Building Trust to Counter Misinformation

Since 2022, an interdisciplinary team of researchers from the University of Washington, the University of Texas at Austin, Seattle Central College, and the Black Brilliance Research Project has been collaborating on Co-Designing for Trust, a multiyear grant provided by the National Science Foundation to mitigate the impact of misinformation—particularly on Black and rural communities. Given the Trump administration’s agenda, it’s tragic but unsurprising that the grant’s funding was terminated on April 25, 2025. The team received an email from the National Science Foundation stating, “The agency has determined that termination of certain awards is necessary because they are not in alignment with current NSF priorities.”

It’s tragic not for the faculty and staff involved, though many of us are frustrated and now facing hardships, but for the students. At Seattle Central College, we had several teams of students engaged in participatory research—they were members of the research team developing and refining community-based approaches to help people avoid falling victim to falsehoods. The unique composition of our research team led to profound new community solutions, grounded in real experience, to combat mis- and disinformation.

Since Seattle Central College is a community college, our focus has been workforce education around mis- and disinformation (with misinformation being unintentionally false and disinformation being designed to mislead). We worked with cohorts of students in English and English as a second language classes and with students in the Bachelor of Applied Behavioral Sciences and Bachelor of Allied Health programs for a couple of years to learn from them what types of mis- and disinformation they dealt with in their workplaces and communities. We talked to them as trusted community members and considered what their professional roles and responsibilities would be once they completed their education.

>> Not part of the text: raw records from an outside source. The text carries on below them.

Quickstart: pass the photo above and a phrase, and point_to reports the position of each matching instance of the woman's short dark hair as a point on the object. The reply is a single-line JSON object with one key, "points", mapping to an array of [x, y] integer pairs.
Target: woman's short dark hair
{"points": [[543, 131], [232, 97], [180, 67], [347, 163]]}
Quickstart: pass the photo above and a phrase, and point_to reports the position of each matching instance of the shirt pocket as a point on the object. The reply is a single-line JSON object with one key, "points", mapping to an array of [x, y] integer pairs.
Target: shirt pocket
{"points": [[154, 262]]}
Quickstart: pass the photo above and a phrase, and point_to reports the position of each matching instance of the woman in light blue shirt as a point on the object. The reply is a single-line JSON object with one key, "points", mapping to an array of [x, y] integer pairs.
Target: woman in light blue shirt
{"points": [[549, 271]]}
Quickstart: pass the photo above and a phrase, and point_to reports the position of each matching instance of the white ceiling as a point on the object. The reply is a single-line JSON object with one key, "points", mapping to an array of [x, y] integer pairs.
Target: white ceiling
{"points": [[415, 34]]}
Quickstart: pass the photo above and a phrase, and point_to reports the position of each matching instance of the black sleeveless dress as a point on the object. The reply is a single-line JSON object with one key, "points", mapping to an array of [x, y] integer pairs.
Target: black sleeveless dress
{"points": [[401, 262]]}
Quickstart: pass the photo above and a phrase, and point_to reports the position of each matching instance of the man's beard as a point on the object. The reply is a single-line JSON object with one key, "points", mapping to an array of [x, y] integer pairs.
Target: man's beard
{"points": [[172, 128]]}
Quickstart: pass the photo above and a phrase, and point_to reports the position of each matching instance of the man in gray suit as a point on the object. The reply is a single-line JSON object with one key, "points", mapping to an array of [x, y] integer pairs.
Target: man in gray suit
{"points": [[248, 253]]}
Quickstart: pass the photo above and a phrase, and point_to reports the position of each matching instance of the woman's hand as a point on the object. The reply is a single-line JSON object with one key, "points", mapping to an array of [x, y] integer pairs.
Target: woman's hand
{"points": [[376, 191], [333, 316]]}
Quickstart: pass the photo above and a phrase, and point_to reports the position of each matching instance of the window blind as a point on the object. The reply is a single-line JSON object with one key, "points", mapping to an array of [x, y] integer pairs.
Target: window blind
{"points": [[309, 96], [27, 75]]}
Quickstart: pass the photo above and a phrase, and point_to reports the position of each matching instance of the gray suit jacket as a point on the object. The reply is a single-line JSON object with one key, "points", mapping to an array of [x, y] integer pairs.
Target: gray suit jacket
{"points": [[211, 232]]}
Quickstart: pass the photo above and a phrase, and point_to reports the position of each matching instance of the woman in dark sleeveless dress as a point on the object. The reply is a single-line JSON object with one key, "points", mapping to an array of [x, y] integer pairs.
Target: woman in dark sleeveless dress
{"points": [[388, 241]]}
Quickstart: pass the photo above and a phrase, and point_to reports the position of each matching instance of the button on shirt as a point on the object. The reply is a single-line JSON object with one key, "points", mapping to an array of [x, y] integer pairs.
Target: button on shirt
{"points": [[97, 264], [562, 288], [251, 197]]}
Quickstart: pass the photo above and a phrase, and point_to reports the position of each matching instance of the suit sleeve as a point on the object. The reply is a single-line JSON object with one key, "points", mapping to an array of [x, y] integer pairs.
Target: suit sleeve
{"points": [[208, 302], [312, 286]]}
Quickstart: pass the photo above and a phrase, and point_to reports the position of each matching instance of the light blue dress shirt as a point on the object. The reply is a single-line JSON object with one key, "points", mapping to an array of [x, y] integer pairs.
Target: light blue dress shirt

For example, one student in a healthcare program said that a patient came to the emergency department with a severe burn exacerbated by a “remedy” they’d found online. The student wanted to discuss examples of health misinformation and learn how to communicate with patients to gain trust in high-stakes situations. Another student relayed that their workplace had an anti-union disinformation campaign; they wanted help understanding it and talking to their colleagues. As a trans person, another student shared disinformation circulating about their community and wanted to know how to counteract harmful and potentially dangerous claims.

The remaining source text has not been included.